Now that’s a scouting report you can take to the winter meetings.
Salas was fine, as was Sean Gilmartin  and his 88 MPH fastball, which got us to the bottom of the eighth, which encompassed the great tease of Thursday night. Curtis Granderson  doubled. Johnson singled. Bruce singled with a man on. The deficit was reduced to four runs, which is possible to eliminate with one swing under the right circumstances. When Flores walked, those circumstances arose. Michael Conforto , all crispy after his stay in Las Vegas, was the batter, having doubled in his first plate appearance and briefly embarrassed a clanking Yelich  in his third. Man, how perfect would it be if Conforto laced into a Kyle Barraclough  pitch and put a crooked number on the board?
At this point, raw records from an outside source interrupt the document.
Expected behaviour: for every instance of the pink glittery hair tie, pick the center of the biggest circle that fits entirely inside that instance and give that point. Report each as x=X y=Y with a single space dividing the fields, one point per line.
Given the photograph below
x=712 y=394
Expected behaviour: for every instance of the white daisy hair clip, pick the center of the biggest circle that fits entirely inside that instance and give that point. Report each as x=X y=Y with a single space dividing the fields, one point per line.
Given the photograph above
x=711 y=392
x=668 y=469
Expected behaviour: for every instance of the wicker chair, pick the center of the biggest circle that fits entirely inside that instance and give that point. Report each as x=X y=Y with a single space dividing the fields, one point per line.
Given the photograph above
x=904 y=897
That’s not a rhetorical question. I really don’t know how perfect it would be because it failed to occur. Michael, bless his heart, he’s got to be the sickest man in America . Instead of doing anything that would have been remotely helpful, he grounded to Barraclough, who took a big bite out of our rally by turning it into a 1-2-3 double play. We still had second and third, and still had Cespedes the Lion King pinch-hitting, but even Send In The Clowns, Official Party Provider of the New York Mets, suggested we could follow Dandy Don Meredith’s advice and turn out the lights. Cespedes went down swinging.
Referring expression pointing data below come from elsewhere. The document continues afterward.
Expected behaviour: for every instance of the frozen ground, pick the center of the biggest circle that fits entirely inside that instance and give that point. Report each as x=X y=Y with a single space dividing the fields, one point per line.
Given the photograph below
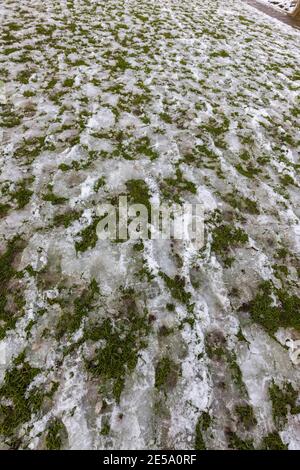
x=149 y=345
x=285 y=5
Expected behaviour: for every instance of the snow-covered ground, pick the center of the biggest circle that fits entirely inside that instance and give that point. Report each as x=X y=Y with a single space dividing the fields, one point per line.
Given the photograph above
x=108 y=345
x=285 y=5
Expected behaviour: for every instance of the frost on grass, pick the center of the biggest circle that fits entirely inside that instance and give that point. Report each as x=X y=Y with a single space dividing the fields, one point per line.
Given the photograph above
x=141 y=344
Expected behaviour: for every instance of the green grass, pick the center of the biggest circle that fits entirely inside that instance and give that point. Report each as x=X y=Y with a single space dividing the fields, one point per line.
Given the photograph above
x=69 y=322
x=123 y=337
x=245 y=415
x=8 y=313
x=53 y=198
x=22 y=194
x=166 y=373
x=176 y=287
x=227 y=236
x=55 y=433
x=273 y=442
x=88 y=236
x=22 y=403
x=202 y=425
x=271 y=317
x=283 y=401
x=67 y=218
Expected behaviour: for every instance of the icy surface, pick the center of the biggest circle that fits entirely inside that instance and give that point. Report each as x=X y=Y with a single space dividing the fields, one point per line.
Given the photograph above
x=96 y=94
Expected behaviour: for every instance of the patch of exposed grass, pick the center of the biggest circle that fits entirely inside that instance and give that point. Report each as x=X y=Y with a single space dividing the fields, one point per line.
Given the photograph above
x=123 y=339
x=166 y=374
x=88 y=236
x=283 y=401
x=202 y=425
x=176 y=287
x=273 y=442
x=246 y=416
x=263 y=311
x=22 y=403
x=55 y=433
x=69 y=322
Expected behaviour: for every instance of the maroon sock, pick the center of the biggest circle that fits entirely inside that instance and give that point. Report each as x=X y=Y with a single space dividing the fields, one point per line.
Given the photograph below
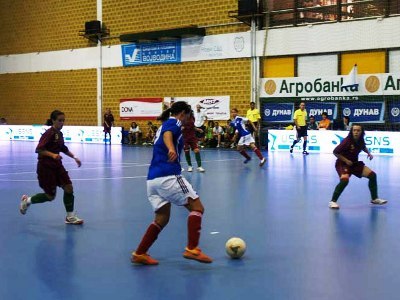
x=194 y=227
x=258 y=152
x=244 y=153
x=149 y=238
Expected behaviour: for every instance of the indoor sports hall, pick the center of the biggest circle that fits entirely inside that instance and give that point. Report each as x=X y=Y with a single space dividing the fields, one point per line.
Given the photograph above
x=299 y=77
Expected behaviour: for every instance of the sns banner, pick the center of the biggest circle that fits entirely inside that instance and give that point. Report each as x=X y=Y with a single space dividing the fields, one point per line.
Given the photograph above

The great tease was over, though a modest tease loitered in the ninth. D’Arnaud reached on an overturned call at first — do umpires even watch plays anymore? — and Cabrera, temporarily cast as a pinch-hitter, homered. It was 6-4. I looked forward to Bruce coming up with a runner on and making me eat my fatalistic words, but our last glimpse at him was in the on-deck circle as the third of three hasty outs was recorded.
Nevertheless, the baseball equivalent of the 28-hour Texarkana-to-Atlanta trail from Smokey and the Bandit  is in progress. You don’t need GPS to understand the logistics. We’ve got a long way to go and a short time to get there. Maybe we can still make it if we can keep the Trans Am in one piece.
For another perspective on this very same game that no doubt you can’t get enough of, I recommend a visit to the exceedingly excellent Shea Bridge Report , whose gifted resident author, James Schapiro, joined me Thursday at Citi Field. We spent much of our pregame sorting through the detritus of imploded relievers from the previous decade, but unlike our rear-row neighbor, at least we waited for them to implode before picking over their bones. I don’t know what Fernando Salas will do for the Mets between now and October 2 (or beyond, knock wood), but based on recollections raised from James’s and my conversation, I’d already rank him ahead of Ricardo Rincon , Aaron Sele  and Ambiorix Burgos , with Luis Ayala  and Scott Schoeneweis  in plain sight.